10-🏍 Motor 🏍

4.3K 215 22
                                    

Laçin
Saatin akşam sekize geldiğini görünce ayağa kalktım. Çantamı alarak aşağıya indim. Evin ışıklarını falan kapatarak dışarıya çıktım. Dışarıdan şartelleri indirerek evin elektriğini kestim. Bahçeden çatırtılarla oraya ilerledim. O sırada taşa takılarak ayağımı burktum. Acıyla yerde oturduktan sonra ayağa kalktım yürüyemeceğim kadar değildi. Ahh!  Herşey üst üste gelmek zorunda mı ?Şimdi ben eve nasıl gideceğim?

"Laçin?"

Gelen sesle irkildim. Sesin geldiği yöne döndüğümde karşımda Boğaç vardı.

"Boğaç?"
"Noldu?
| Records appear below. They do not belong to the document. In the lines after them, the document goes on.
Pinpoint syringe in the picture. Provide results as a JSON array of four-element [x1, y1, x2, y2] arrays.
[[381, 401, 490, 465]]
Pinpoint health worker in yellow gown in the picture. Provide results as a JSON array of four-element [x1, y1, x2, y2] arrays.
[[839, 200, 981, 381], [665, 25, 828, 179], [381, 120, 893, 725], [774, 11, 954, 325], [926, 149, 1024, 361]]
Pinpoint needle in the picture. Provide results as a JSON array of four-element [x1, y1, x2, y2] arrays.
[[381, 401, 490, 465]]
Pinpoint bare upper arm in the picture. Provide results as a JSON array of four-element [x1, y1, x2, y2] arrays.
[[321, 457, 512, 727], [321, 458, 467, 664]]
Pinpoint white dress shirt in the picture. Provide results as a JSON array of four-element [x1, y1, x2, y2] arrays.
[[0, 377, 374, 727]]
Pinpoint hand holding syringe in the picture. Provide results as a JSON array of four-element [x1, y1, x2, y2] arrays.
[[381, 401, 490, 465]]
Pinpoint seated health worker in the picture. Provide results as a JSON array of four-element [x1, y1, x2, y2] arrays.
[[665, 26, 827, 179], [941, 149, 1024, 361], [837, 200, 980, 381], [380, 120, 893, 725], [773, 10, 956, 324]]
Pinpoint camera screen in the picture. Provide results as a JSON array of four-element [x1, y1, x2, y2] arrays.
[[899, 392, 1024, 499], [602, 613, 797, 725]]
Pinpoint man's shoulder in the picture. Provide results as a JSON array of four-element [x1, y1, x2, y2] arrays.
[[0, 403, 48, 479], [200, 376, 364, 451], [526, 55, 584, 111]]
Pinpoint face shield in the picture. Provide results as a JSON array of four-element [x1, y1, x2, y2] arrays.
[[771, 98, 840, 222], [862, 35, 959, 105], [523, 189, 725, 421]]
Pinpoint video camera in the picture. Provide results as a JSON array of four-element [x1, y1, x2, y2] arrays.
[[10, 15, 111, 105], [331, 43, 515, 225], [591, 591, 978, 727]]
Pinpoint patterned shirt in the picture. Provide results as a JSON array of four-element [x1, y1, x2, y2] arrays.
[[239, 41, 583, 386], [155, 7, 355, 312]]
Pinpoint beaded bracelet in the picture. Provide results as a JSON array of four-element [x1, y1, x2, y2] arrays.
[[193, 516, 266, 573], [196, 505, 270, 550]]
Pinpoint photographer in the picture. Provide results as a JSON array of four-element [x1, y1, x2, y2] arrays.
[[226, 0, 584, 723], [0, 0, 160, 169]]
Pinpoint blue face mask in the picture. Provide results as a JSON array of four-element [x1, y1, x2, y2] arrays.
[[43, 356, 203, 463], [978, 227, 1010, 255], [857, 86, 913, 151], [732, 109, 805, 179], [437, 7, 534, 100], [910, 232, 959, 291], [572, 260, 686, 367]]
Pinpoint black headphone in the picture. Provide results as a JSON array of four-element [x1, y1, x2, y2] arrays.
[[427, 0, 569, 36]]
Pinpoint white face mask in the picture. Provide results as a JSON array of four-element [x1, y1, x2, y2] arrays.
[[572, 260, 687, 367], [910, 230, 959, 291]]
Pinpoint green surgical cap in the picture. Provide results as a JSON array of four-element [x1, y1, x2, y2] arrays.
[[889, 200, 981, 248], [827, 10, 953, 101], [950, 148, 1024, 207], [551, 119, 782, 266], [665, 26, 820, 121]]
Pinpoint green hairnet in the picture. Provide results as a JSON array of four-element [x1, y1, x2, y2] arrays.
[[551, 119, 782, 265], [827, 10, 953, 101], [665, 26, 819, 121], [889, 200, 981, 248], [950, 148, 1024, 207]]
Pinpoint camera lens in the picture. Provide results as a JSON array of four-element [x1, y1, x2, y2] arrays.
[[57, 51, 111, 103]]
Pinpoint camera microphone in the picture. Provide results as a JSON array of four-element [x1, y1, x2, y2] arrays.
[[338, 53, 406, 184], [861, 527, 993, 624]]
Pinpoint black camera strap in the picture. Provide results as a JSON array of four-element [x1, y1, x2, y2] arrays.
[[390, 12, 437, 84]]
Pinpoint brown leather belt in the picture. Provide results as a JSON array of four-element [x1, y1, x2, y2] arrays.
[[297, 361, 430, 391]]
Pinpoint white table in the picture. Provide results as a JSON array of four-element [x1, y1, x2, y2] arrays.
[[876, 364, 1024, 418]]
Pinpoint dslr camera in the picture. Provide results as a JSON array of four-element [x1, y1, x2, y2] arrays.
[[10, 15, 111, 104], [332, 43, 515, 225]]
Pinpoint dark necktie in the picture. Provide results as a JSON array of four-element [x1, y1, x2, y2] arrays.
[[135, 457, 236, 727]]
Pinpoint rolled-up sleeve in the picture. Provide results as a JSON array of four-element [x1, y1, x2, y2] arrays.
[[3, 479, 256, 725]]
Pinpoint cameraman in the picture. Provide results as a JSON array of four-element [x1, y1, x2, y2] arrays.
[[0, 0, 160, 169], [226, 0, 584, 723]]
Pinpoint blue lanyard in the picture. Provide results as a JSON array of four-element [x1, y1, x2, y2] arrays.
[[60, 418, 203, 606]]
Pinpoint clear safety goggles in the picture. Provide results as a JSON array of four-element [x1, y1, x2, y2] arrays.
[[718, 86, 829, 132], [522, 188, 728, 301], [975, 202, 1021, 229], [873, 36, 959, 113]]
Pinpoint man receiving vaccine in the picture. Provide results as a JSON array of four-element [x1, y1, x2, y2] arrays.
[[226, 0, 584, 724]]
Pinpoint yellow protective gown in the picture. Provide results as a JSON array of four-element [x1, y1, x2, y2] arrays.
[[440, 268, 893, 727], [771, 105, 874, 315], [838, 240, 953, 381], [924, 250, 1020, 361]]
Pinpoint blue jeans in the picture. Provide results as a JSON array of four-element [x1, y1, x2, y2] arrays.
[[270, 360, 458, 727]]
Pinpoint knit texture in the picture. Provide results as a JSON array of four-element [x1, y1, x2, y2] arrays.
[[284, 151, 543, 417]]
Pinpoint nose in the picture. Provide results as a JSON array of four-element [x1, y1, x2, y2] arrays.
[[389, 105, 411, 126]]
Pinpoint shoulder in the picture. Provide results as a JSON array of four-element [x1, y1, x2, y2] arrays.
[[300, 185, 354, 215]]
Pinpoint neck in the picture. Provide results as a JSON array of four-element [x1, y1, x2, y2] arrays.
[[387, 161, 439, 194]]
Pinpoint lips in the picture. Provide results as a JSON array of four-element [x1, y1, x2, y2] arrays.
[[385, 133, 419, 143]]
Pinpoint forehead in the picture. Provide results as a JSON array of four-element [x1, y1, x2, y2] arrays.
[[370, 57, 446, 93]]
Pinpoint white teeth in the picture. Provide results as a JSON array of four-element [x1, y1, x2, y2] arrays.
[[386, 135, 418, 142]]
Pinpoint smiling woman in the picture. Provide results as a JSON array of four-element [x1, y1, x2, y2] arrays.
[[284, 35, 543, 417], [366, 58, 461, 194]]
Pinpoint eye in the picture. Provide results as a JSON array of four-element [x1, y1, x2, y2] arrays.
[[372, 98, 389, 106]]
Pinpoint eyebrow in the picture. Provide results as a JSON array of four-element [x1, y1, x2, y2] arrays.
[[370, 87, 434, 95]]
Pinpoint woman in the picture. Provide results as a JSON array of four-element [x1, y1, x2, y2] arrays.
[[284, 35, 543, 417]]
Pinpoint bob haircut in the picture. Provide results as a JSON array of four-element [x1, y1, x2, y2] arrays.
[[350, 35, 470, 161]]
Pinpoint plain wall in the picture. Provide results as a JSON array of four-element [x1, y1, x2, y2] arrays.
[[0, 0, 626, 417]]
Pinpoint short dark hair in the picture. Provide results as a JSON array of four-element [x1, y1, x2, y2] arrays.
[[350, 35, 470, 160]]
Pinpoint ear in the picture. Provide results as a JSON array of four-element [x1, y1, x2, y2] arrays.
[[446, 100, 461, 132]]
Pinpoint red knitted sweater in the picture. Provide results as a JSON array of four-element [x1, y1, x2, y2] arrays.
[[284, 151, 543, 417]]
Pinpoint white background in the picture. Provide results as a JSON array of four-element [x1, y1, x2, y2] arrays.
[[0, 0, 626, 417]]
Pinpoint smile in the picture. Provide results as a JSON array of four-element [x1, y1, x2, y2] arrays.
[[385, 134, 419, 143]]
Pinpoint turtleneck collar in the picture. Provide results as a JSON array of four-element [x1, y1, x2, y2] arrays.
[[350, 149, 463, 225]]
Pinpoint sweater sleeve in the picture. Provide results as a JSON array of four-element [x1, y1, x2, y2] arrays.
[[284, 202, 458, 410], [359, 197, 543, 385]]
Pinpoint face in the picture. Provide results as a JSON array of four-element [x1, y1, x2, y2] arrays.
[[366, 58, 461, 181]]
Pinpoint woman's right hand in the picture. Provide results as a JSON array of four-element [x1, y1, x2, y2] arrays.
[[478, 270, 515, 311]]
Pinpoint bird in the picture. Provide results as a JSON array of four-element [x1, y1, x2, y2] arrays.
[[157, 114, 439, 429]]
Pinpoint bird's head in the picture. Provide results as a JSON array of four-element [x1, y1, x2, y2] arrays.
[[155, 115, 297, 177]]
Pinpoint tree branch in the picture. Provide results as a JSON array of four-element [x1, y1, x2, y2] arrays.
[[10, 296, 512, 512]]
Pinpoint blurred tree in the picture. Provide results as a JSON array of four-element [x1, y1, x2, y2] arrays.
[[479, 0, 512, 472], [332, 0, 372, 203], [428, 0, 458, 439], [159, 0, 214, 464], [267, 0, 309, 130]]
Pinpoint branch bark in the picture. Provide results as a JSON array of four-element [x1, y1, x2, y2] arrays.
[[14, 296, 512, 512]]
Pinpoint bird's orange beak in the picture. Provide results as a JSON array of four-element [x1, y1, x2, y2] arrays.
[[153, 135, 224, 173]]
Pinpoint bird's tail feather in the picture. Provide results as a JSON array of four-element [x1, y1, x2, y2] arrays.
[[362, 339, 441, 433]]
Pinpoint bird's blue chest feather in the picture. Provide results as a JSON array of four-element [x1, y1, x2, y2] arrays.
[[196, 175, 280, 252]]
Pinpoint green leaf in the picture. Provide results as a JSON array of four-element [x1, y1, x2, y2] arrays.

Dün kapında falan polisler vardı? Sorun mu var?"

"Hayatım sorun zaten" diyemedim.

"Hayır yok."
" Gözlerin kıpkırmızı? Ağladın mı sen?"
Gerçek ailem olduğunu söylen insanlar bile bunu fark edip sormamışlardı. Peki Boğaç neden bunu soruyordu?
"Laçin sorduğum soruyu cevaplarmısın? Lütfen."
"E-Evet. Ağladım."
"Neden? Ya da dur. Nereye gidiyorsun?"
"Gerçek ailemin evine."
"Ne olduğunu anlamadım. Ama seni bırakabilirim. Yolda ne olduğunu anlatırsın? Olurmu?"
Tebessüm ederek konuştum.
"Olur."
"Gel."diyerek elimi tuttu. Tuttuğu elim uyuştu. Yabancı bir tenin tenime değdiğini hisseden kalbim dört nala koşmaya başladı. Heyecandan değil, korku ve utançtan. En son bana bir dokunduğunda o gündü. O günden sonra ben istemediğim sürüce hiçbir karşı cins bana dokunmamıştı.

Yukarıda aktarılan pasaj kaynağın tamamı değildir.